The Yampa River Core Trail is very popular.

As I rode the six miles home, everything became clear to me. I had embarked upon a vision quest.

The unexpected horde of grasshoppers I had encountered symbolized tourists.

The magical rain that fell even as the sun shone brightly symbolized a ritual cleansing and a fresh start.

There was only one thing for me to do.

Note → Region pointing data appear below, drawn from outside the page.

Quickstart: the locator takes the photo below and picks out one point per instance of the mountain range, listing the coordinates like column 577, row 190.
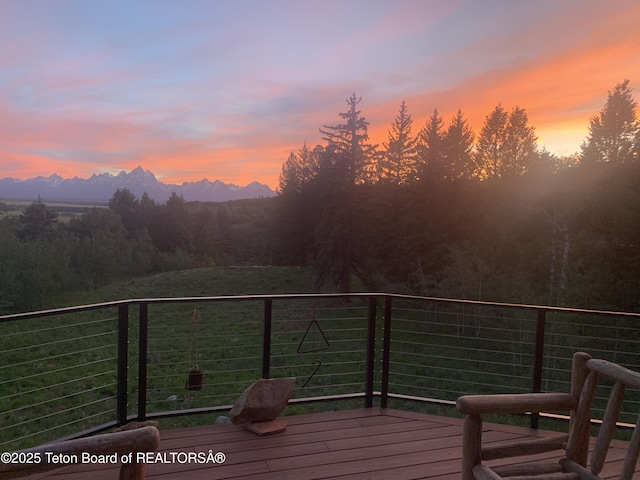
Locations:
column 101, row 187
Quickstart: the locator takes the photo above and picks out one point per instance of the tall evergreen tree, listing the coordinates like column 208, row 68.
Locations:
column 506, row 145
column 431, row 149
column 520, row 151
column 458, row 148
column 614, row 132
column 346, row 164
column 398, row 162
column 349, row 144
column 489, row 154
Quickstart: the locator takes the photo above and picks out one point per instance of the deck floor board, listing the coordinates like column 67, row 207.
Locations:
column 355, row 444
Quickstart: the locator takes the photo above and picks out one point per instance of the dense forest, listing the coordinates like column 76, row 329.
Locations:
column 436, row 211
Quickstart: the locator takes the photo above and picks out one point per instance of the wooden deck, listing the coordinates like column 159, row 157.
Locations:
column 353, row 444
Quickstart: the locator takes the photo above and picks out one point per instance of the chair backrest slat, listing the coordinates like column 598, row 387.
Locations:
column 623, row 378
column 607, row 428
column 631, row 459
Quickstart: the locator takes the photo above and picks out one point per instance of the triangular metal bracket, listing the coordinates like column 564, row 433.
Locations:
column 326, row 346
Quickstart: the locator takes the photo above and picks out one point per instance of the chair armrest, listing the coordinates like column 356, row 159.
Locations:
column 516, row 403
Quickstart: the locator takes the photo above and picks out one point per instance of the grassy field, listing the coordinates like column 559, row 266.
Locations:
column 58, row 375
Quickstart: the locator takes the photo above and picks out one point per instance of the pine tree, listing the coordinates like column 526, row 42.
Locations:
column 349, row 145
column 458, row 148
column 398, row 163
column 346, row 165
column 520, row 151
column 507, row 144
column 489, row 154
column 614, row 132
column 431, row 149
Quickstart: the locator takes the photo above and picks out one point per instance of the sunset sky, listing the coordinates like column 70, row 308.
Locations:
column 225, row 90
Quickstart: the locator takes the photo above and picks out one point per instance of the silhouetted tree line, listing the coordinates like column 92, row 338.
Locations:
column 45, row 261
column 441, row 212
column 445, row 212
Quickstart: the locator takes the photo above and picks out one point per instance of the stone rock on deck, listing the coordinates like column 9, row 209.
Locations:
column 262, row 401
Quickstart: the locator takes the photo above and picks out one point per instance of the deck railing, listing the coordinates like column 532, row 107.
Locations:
column 75, row 371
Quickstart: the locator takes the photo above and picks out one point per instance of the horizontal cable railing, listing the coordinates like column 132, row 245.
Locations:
column 79, row 370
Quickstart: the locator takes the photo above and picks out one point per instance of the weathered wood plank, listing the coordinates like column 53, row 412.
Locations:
column 355, row 444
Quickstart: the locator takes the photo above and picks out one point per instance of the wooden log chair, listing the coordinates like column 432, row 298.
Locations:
column 144, row 439
column 586, row 372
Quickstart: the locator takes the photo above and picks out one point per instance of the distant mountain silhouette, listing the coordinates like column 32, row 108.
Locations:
column 100, row 188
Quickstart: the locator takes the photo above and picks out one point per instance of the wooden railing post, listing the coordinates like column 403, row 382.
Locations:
column 386, row 352
column 266, row 337
column 538, row 361
column 371, row 352
column 142, row 361
column 123, row 363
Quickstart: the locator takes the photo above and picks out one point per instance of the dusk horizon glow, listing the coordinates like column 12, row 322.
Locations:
column 226, row 90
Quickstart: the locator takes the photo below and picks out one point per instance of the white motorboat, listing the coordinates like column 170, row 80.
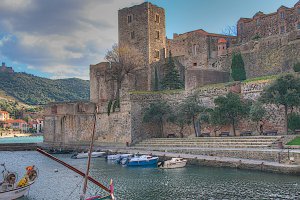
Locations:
column 173, row 163
column 95, row 154
column 118, row 156
column 9, row 190
column 15, row 193
column 143, row 160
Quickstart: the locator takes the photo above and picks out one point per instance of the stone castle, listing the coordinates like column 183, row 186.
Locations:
column 269, row 44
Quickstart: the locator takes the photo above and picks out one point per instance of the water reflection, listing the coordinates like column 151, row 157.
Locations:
column 192, row 182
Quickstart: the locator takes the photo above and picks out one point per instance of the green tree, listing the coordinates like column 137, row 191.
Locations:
column 297, row 67
column 191, row 108
column 157, row 112
column 238, row 72
column 178, row 117
column 293, row 121
column 156, row 82
column 284, row 91
column 172, row 79
column 229, row 109
column 256, row 114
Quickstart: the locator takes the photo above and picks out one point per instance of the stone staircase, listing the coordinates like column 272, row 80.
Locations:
column 210, row 142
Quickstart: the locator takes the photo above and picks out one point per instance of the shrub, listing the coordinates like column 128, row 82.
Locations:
column 293, row 121
column 238, row 72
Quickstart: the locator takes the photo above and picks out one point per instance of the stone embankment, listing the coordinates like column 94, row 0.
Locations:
column 18, row 146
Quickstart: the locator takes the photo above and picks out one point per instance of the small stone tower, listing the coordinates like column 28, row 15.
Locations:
column 143, row 27
column 222, row 47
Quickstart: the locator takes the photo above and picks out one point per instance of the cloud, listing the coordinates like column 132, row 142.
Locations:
column 59, row 37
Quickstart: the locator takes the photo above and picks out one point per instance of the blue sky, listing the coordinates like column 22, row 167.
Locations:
column 212, row 15
column 61, row 38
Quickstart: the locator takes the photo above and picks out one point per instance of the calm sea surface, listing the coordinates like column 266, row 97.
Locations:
column 192, row 182
column 33, row 139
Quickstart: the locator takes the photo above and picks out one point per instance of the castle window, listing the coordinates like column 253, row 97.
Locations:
column 195, row 49
column 54, row 109
column 282, row 29
column 129, row 19
column 132, row 35
column 157, row 35
column 281, row 15
column 156, row 54
column 157, row 18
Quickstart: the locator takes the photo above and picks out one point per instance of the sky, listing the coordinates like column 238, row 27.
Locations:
column 61, row 38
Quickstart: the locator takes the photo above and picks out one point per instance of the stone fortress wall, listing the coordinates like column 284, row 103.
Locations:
column 72, row 123
column 262, row 25
column 139, row 26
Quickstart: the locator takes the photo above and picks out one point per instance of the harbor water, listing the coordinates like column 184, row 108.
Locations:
column 32, row 139
column 191, row 182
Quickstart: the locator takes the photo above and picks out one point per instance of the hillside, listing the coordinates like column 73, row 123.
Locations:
column 35, row 90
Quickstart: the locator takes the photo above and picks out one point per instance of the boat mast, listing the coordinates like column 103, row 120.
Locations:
column 73, row 169
column 89, row 158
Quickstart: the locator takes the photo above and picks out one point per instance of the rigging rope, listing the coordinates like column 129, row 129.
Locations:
column 80, row 182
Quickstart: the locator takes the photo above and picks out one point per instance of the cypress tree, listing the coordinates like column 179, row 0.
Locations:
column 238, row 72
column 156, row 80
column 172, row 80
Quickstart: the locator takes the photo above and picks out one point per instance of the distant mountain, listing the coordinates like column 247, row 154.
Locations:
column 34, row 90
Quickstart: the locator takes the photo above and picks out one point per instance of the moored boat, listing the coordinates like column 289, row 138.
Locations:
column 118, row 156
column 86, row 155
column 143, row 160
column 173, row 163
column 10, row 190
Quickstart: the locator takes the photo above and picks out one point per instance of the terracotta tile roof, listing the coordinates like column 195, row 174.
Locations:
column 222, row 40
column 203, row 32
column 15, row 121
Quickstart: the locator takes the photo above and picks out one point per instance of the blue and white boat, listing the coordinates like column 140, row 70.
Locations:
column 143, row 160
column 118, row 156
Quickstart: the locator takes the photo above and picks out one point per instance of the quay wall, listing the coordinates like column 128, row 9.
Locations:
column 68, row 123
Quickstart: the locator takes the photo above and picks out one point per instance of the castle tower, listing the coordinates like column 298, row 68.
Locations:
column 222, row 48
column 143, row 27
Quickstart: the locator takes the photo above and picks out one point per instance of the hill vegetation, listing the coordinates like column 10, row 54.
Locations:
column 34, row 90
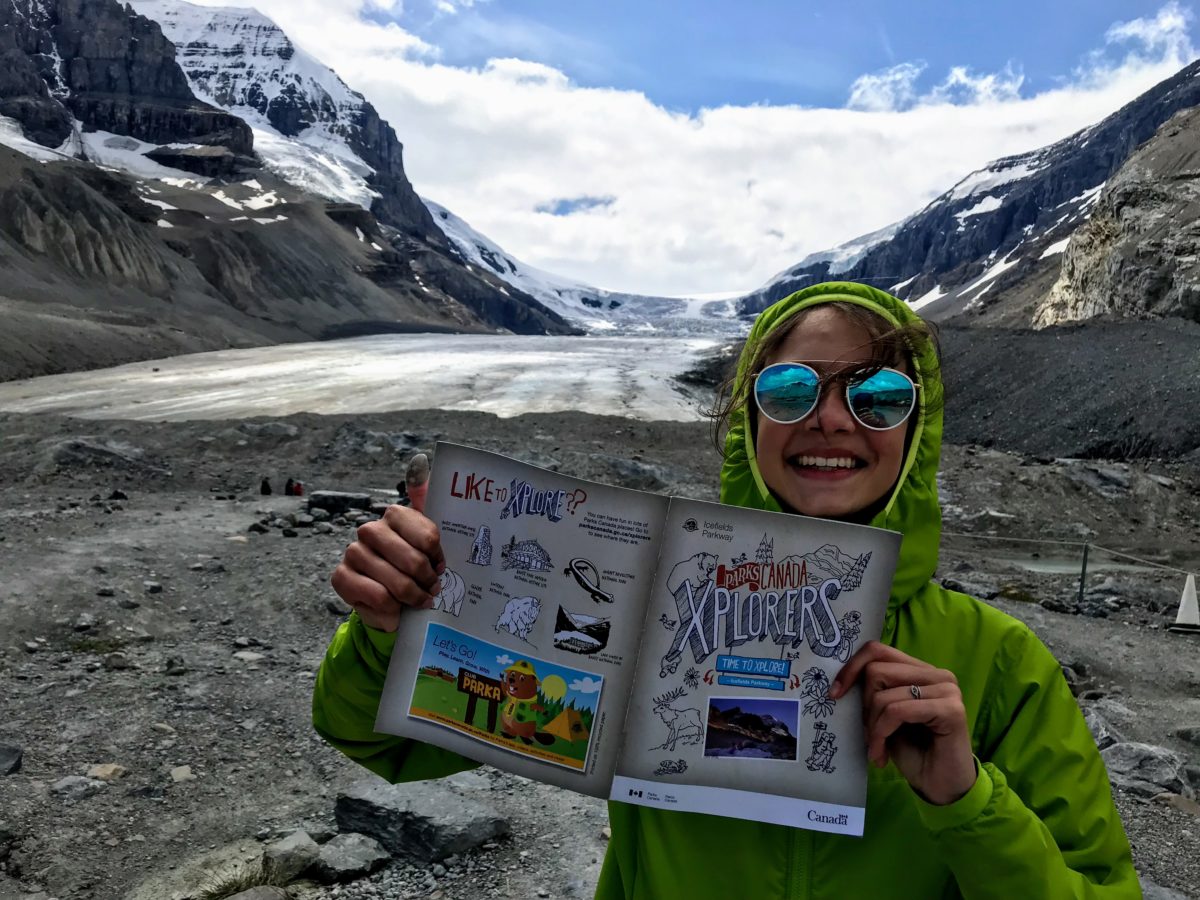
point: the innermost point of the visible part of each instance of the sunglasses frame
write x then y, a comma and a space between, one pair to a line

I had to become a tourist myself.

Upon returning home, I begged my wife not to ask any questions, but to get into the mini van.

I raided the cookie jar and emerged from the house brandishing a fistful of cash.

We pointed the Windstar toward Denver, where we knew the final day of the Cherry Creek Arts Festival was still unfolding.

I was determined to learn what it is like to be a tourist, so that I might understand them afresh.

Turning off Colorado Boulevard onto Third Street, we neared Steele Street and a throng of humanity filing past white tents. We dismounted and joined the fray.

During two hours spent in one of Denver's poshest neighborhoods, we enjoyed the work of fabulously creative artists, consumed ethnic foods and were treated to free entertainment.

And then, in the midst of the never-ending stream of tourists, I spotted the oracle.

He was wearing shabby clothes and was pretending to beg for money.

"Tell me," I demanded. "Why do tourists tour?"

His reply: "Relax grasshopper. We are all tourists on this planet, and it has ever been thus. Give me a dollar."

Enlightened, we returned to the Yampa Valley to resume the tour.